Nel caso di specie, è stato ritenuto integrato sia l’elemento oggettivo del delitto di bancarotta fraudolenta documentale generica, poiché è stata accertata l’alterazione del bilancio e l’incompleta e disordinata tenuta delle scritture contabili, sia l’elemento soggettivo e dunque il dolo generico, rappresentato dalla mera consapevolezza che tale confusa tenuta della contabilità possa rendere impossibile ricostruire le vicende patrimoniali.

Con riferimento alla condanna per il delitto di bancarotta fraudolenta documentale specifica, altrettanto provato è stato ritenuto l’elemento oggettivo mediante l’accertamento dell’omessa tenuta delle scritture contabili, nonché la sussistenza del dolo specifico, poiché il reo ha operato scientemente una confusione tra le due società fallite, impedendo la ricostruzione dei movimenti patrimoniali allo scopo di danneggiare le ragioni dei creditori.

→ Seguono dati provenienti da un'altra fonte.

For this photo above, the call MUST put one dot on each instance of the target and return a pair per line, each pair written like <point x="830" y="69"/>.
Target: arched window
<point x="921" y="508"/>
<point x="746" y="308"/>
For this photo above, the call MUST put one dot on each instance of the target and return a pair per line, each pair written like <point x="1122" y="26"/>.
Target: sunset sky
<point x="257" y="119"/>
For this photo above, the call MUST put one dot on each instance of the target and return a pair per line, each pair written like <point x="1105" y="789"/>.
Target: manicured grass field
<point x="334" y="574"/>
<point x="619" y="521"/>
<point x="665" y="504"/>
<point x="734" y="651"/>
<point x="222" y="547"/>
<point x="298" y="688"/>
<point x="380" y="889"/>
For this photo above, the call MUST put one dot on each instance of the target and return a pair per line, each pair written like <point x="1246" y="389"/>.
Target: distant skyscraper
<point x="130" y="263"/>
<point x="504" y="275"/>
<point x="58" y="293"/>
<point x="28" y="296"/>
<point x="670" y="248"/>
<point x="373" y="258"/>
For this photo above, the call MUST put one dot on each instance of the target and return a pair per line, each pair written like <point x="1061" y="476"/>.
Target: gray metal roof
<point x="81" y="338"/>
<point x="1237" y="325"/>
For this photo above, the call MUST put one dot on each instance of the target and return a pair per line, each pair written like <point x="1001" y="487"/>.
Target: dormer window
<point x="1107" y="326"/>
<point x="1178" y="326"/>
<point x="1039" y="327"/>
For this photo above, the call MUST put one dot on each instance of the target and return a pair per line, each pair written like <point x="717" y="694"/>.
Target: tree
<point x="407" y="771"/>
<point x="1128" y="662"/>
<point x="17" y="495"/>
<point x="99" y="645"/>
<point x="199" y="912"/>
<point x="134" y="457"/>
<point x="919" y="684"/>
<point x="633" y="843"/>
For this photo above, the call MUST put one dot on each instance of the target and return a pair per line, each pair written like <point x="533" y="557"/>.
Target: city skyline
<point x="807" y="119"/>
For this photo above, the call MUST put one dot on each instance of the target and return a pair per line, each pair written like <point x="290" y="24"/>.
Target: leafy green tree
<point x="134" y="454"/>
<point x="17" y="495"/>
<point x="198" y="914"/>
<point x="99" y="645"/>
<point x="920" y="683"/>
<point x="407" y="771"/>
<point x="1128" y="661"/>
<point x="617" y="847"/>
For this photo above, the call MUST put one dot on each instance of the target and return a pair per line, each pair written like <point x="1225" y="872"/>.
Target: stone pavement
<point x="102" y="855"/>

La Suprema Corte ha inoltre condiviso la conferma della condanna per i fatti di bancarotta fraudolenta patrimoniale, evidenziando come la Corte di appello abbia puntualmente dimostrato la sussistenza della prova della costante attività di distrazione dei beni di entrambe le società fallite realizzata dall’amministratore.

Con riferimento al delitto di truffa aggravata continuata ex artt. 81, co. 2, 640 e 61, n. 7, c.p., è stato invece ritenuto fondato il ricorso proposto dalla parte civile avverso l’assoluzione dell’imputato. La Corte di Cassazione ha infatti affermato l’erroneità sul punto della sentenza impugnata poiché il giudice di secondo grado aveva escluso la responsabilità dell’imputato in ordine a tale reato addebitando alla persona offesa una mancanza di diligenza. La contestazione del delitto di truffa riguardava i finanziamenti che l’imputato aveva ottenuto mediante artifizi e raggiri, convincendo la vittima a investire risorse in attività commerciali, appropriandosi poi del denaro. A tal proposito, la Suprema Corte ha affermato, in ossequio al maggioritario orientamento giurisprudenziale, che, ai fini della sussistenza del delitto di truffa, la mancanza di diligenza da parte della persona offesa non rileva, poiché non è idonea ad escludere l’idoneità del mezzo, “risolvendosi in una mera deficienza di attenzione spesso determinata dalla fiducia ottenuta con artifici e raggiri”. Siffatto principio è stato più volte ribadito anche in tema di truffa contrattuale.

Pertanto, la sentenza impugnata è stata annullata con rinvio, limitatamente agli effetti civili nei confronti della parte civile.